Nonetheless, they are unlikely to change a lot at each renewal providing everything else remain the same. If anything they should go down if you have not made any claim or had other adverse incidents. This is a relief when you have an accident of auto theft on your record. Initially you may see large increase in the premium. But the rates start coming down as early as from your next renewal.
We should look at the changes that are happening in two separate times. They should be classified as changes during the policy period and changes at the renewal. We have already covered a bit about the renewal and premium changes at the time.
There are cases that forces companies to re-adjust their prices while the policy still in force. Generally, discovering a new information is the main reason for making adjustments. The carrier must have a reason to increase your rates once you bought the policy.
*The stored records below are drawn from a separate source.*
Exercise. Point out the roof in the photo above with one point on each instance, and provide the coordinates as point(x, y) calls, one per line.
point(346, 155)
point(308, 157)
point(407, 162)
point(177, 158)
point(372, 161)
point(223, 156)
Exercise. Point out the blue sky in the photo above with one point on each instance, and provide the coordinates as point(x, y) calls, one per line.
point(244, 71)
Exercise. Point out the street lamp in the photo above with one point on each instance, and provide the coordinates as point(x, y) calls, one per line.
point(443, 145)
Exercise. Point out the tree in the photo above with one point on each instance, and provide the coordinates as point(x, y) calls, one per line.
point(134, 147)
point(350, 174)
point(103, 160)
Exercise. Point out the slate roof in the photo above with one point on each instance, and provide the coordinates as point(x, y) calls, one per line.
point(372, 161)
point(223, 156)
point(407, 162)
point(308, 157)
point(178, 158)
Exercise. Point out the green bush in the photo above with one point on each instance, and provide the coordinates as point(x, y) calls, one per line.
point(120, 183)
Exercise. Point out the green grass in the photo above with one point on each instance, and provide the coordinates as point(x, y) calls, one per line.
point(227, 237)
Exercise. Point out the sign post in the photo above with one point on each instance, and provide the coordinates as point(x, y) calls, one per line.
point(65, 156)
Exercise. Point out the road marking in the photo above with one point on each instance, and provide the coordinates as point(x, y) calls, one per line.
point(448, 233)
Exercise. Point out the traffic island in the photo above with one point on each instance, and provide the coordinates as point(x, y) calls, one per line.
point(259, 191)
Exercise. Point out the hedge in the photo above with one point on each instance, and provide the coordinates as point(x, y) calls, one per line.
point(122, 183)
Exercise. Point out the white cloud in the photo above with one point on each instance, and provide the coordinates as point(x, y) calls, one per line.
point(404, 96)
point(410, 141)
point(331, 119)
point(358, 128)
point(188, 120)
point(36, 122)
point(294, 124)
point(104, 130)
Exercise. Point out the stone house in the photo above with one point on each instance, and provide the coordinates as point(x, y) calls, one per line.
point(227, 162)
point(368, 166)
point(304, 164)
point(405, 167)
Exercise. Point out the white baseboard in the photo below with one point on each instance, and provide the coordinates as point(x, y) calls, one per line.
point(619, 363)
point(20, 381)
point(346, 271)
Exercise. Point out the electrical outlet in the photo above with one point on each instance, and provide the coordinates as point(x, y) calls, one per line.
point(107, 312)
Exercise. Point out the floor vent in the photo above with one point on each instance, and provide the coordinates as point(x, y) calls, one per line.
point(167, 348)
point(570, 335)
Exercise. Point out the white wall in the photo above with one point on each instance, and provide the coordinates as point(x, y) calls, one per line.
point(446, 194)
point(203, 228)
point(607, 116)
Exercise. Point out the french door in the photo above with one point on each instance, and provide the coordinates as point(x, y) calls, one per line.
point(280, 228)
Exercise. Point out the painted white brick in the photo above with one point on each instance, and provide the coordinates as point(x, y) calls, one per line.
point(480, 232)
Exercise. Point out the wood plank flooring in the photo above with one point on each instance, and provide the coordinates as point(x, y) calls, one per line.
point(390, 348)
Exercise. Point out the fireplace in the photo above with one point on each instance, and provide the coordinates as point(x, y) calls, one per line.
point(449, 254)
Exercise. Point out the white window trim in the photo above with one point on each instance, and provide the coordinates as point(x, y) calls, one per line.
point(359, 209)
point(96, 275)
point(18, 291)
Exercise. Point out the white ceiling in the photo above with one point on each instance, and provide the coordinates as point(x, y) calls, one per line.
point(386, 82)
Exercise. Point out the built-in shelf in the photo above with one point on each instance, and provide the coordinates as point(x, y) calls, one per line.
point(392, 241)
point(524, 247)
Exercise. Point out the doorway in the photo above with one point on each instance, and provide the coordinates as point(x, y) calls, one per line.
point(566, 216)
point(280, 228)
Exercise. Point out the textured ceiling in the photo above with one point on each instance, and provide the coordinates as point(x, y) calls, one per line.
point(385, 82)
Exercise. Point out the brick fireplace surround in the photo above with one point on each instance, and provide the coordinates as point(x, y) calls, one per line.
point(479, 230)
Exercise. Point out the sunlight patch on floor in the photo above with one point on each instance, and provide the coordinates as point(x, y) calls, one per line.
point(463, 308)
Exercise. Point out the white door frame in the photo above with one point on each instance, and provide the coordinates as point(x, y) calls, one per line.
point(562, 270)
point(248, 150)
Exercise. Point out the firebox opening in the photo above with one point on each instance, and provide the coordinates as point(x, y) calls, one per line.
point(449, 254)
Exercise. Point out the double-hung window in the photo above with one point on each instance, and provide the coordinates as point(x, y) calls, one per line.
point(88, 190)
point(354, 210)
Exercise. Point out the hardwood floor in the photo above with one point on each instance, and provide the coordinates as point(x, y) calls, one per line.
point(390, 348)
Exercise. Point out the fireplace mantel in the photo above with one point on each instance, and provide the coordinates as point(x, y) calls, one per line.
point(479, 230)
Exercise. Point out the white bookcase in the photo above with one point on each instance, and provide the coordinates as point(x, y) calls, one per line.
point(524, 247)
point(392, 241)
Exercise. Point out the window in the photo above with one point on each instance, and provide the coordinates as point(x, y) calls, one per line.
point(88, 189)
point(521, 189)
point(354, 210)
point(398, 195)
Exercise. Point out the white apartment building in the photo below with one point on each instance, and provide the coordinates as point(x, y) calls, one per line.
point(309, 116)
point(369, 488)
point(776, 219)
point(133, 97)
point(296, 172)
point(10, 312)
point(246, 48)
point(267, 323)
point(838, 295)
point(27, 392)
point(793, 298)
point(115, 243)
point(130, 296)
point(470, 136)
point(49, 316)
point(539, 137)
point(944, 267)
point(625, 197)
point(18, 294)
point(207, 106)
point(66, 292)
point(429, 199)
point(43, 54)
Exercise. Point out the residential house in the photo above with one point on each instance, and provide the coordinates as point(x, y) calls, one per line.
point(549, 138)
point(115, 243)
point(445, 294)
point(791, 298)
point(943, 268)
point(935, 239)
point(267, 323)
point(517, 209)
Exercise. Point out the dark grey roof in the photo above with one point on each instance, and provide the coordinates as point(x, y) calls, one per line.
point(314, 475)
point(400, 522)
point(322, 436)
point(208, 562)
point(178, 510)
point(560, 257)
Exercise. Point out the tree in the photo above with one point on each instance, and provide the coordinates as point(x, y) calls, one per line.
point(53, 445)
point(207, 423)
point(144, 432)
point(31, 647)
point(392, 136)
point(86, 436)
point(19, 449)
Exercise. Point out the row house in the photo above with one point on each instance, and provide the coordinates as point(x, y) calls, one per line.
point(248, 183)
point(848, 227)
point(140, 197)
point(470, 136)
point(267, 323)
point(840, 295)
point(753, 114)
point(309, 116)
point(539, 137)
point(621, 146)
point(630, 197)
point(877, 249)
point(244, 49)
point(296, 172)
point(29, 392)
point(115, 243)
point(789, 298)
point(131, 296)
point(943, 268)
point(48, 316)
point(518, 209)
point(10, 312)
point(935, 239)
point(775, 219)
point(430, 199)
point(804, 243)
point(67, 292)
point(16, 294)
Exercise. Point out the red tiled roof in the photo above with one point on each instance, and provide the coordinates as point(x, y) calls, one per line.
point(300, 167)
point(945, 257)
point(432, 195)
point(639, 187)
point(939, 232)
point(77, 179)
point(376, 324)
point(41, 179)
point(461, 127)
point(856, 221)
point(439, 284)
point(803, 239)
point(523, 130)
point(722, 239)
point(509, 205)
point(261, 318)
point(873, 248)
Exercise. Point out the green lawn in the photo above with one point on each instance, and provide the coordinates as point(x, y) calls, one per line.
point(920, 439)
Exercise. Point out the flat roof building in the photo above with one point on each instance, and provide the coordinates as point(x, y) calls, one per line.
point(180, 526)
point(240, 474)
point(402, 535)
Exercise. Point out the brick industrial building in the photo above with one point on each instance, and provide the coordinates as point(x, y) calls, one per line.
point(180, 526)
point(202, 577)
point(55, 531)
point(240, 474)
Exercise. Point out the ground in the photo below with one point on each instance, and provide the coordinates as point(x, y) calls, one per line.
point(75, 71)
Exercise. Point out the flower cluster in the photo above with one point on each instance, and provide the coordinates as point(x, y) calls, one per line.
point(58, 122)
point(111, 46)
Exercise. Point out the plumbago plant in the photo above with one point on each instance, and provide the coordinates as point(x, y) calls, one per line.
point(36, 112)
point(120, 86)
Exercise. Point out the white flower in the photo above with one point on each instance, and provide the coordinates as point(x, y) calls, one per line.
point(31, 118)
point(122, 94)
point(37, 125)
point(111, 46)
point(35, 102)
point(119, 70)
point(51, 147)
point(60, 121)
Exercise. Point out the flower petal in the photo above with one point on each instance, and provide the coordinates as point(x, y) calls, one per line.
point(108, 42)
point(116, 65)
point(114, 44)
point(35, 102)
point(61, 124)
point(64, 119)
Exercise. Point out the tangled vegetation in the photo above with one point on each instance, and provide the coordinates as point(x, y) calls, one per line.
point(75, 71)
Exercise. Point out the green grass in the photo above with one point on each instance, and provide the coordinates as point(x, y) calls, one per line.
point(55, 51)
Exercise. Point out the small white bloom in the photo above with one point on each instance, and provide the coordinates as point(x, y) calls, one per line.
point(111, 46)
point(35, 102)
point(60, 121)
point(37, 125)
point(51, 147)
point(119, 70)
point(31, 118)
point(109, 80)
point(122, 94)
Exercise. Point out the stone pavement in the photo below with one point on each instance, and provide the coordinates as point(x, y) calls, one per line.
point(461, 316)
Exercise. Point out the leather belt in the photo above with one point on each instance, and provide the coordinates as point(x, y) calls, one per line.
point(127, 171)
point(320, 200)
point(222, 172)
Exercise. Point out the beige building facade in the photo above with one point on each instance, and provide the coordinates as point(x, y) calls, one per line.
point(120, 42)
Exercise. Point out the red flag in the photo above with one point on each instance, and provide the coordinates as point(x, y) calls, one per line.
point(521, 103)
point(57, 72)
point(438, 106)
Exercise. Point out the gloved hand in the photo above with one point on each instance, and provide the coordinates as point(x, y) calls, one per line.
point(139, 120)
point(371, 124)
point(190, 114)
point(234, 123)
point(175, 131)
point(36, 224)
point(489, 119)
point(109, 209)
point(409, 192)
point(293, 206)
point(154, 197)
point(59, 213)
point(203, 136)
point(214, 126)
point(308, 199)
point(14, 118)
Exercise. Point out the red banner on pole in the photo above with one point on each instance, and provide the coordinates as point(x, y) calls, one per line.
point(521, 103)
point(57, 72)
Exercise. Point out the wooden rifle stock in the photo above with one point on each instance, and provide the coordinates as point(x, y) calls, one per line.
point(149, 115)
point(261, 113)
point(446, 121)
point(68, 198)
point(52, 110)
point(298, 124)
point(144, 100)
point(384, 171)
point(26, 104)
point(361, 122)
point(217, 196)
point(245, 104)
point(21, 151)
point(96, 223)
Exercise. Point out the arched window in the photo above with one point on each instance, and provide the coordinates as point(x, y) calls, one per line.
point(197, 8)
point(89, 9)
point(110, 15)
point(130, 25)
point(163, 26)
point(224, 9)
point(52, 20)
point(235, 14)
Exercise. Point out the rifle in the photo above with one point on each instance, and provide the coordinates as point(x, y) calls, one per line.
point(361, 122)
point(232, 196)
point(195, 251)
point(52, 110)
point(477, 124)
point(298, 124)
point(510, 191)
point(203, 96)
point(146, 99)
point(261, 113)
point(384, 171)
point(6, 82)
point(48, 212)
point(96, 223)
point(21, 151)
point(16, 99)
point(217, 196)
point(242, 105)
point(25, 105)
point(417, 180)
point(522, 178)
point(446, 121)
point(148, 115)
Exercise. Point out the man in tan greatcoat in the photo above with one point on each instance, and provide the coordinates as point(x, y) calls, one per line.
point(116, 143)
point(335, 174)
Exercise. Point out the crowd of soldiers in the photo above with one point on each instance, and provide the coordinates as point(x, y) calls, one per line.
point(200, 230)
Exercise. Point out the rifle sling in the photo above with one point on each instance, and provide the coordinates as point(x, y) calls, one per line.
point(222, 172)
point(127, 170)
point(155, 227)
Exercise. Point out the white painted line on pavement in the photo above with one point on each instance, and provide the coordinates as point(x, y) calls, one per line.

A mistake at some stage may be offered as an explanation as well. For example, your broker may have made a mistake while calculating your premium.
However, you are allowed to make changes to the policies while they are in affect. Life doesn’t stay still and you move, change your auto, job or want to add another driver. All these changes will require adjustments, additional premium or refunds. This is considered part of the business and dealt with everyday.
It may be more useful to talk about the premium changes at the end of your policy term. There are a few factors that can affect the change. When a company increases the rates they will have to tell their customers. Actually, they may not tell you but they will have to give you an explanation if you ever ask. This could be a good starting point to deal with a premium hike. Once you know the reason you can deal with it more efficiently. Also, you can clear any mistakes or misunderstandings with your current provider or broker.
There is no need to panic at all as most companies give you plenty notice. At least they should let you know the renewal terms couple of weeks before the due date. This is plenty time to look at alternative providers and see if you can find affordable replacement policy. This can even work out better for some motorists who finally do something about expensive costs. They may be able to discover a lot better deals as a result of their searches.